Capacity Forecasting for SREs: Time Series Models, Anomaly Detection, and Automated Scaling Triggers

*By Zak Hassan — Staff SRE | May 2026*

Most capacity planning conversations start the same way: someone pulls up a Grafana dashboard, draws a mental line through the last thirty days of CPU or memory data, and declares "capacity will hit the limit in about six weeks." That estimate gets entered into a spreadsheet, a ticket is filed, and everyone feels productive. The problem is that this approach — linear extrapolation — fails precisely when it matters most. Traffic growth compounds. Seasonal effects can double load overnight. A product launch can deliver a step-function jump that looks nothing like the gradual slope you were watching. By the time your linear model is visibly wrong, you are already in an incident, not a planning meeting.

The deeper issue is that most infrastructure teams reach for forecasting only reactively: they notice a threshold approaching and then scramble. A mature capacity practice inverts this. It runs forecasts continuously, decomposes signals into their structural components, flags anomalies before they escalate, and automatically surfaces scaling decisions with enough lead time to actually act on them.

Why Linear Extrapolation Fails

Traffic growth is not linear because businesses are not linear. A B2C product might see a 3x spike every December that crushes the projected trendline. A B2B SaaS platform may grow smoothly for months, then triple overnight when a large enterprise customer goes live. Microservice architectures compound this further: a single user request fans out across a dozen services, each with its own scaling characteristics, so the relationship between "user count" and "infrastructure demand" is nonlinear almost by definition.

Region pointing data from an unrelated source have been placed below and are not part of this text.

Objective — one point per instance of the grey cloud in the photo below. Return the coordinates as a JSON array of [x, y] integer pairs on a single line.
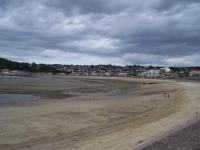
[[125, 31]]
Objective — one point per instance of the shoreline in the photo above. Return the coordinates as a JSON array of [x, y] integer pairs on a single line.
[[99, 120]]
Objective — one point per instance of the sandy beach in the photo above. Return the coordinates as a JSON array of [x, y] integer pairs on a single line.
[[92, 113]]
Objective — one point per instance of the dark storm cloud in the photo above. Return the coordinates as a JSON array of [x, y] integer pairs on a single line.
[[100, 31]]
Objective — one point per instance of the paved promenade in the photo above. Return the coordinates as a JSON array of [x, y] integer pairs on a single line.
[[186, 139]]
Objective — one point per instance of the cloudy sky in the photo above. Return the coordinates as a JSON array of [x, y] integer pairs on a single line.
[[120, 32]]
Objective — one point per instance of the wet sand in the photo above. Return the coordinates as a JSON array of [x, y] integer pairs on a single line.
[[92, 113]]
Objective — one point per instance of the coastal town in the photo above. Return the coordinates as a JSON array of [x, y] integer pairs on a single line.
[[15, 68]]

There are three patterns that break naive forecasting consistently. First, seasonality: diurnal cycles, weekly patterns, annual peaks — if you fit a trend on two weeks of data that happened to span a public holiday, your baseline is already wrong. Second, step-function growth: a product launch, a viral moment, a partnership going live — these are discontinuities, not trends. A line fit before the step will dramatically underestimate load after it. Third, compounding across services: when Services A, B, and C each grow at 10% per month, the aggregate load on a shared data layer can grow at a significantly higher rate because request fan-out amplifies every input increment.

Time Series Decomposition

Before you can forecast accurately, you need to understand what you are forecasting. A raw Prometheus metric like container_cpu_usage_seconds_total is a mixture of several underlying signals: a long-term trend (the secular growth of the platform), seasonal components (weekly and daily cycles), and a residual (unexplained noise, which is where anomalies live).

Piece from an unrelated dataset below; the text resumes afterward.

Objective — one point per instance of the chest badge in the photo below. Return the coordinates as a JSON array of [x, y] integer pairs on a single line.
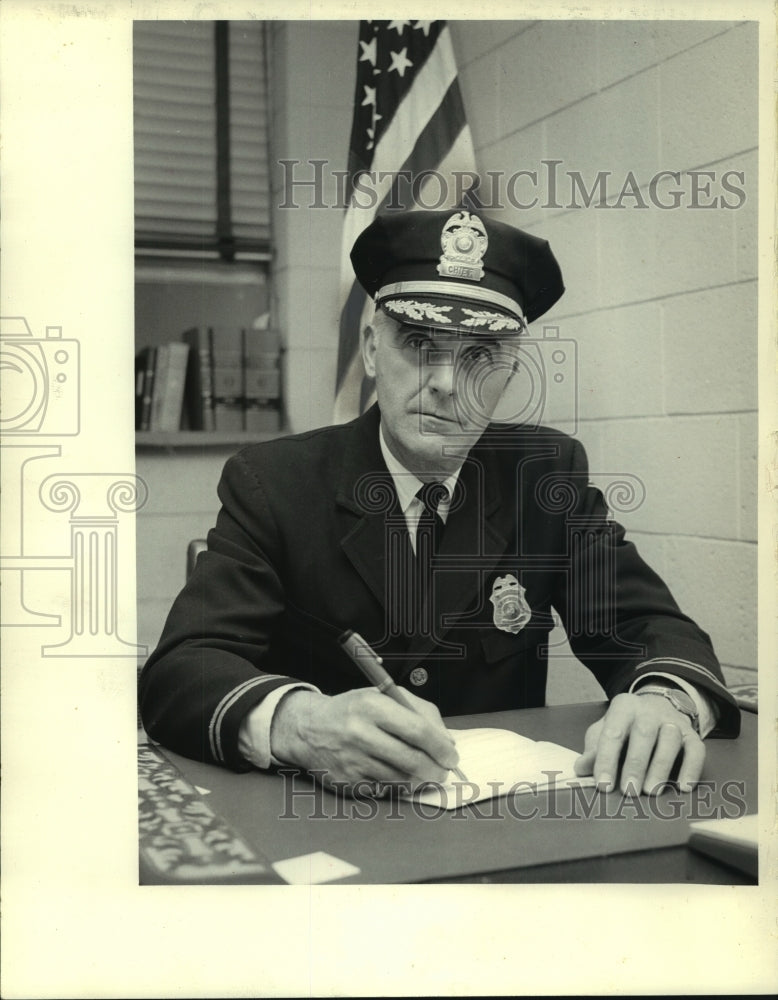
[[511, 611]]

The standard approach is STL decomposition — Seasonal and Trend decomposition using Loess. STL separates your time series into additive components: y(t) = trend(t) + seasonal(t) + residual(t). You must decompose before forecasting because a model that sees seasonal variation as trend will make wildly wrong predictions about a week or a month out. The residual component, once you strip out trend and seasonality, is also your most sensitive anomaly signal — spikes in the residual are real anomalies, not just the Monday morning traffic ramp.

import pandas as pd
from statsmodels.tsa.seasonal import STL
import matplotlib.pyplot as plt

def decompose_metric(series: pd.Series, period: int = 288) -> dict:
    """
    Decompose a time series into trend, seasonal, and residual components.
    period=288 assumes 5-minute intervals over a 24-hour day (288 samples/day).
    """
    stl = STL(series, period=period, robust=True)
    result = stl.fit()
    return {
        "trend": result.trend,
        "seasonal": result.seasonal,
        "residual": result.resid,
        "weights": result.weights,  # robust weights flag outlier observations
    }

# Example usage
# df is a DataFrame with a DatetimeIndex and a 'value' column
components = decompose_metric(df["value"], period=288)
print(f"Trend range: {components['trend'].min():.2f} – {components['trend'].max():.2f}")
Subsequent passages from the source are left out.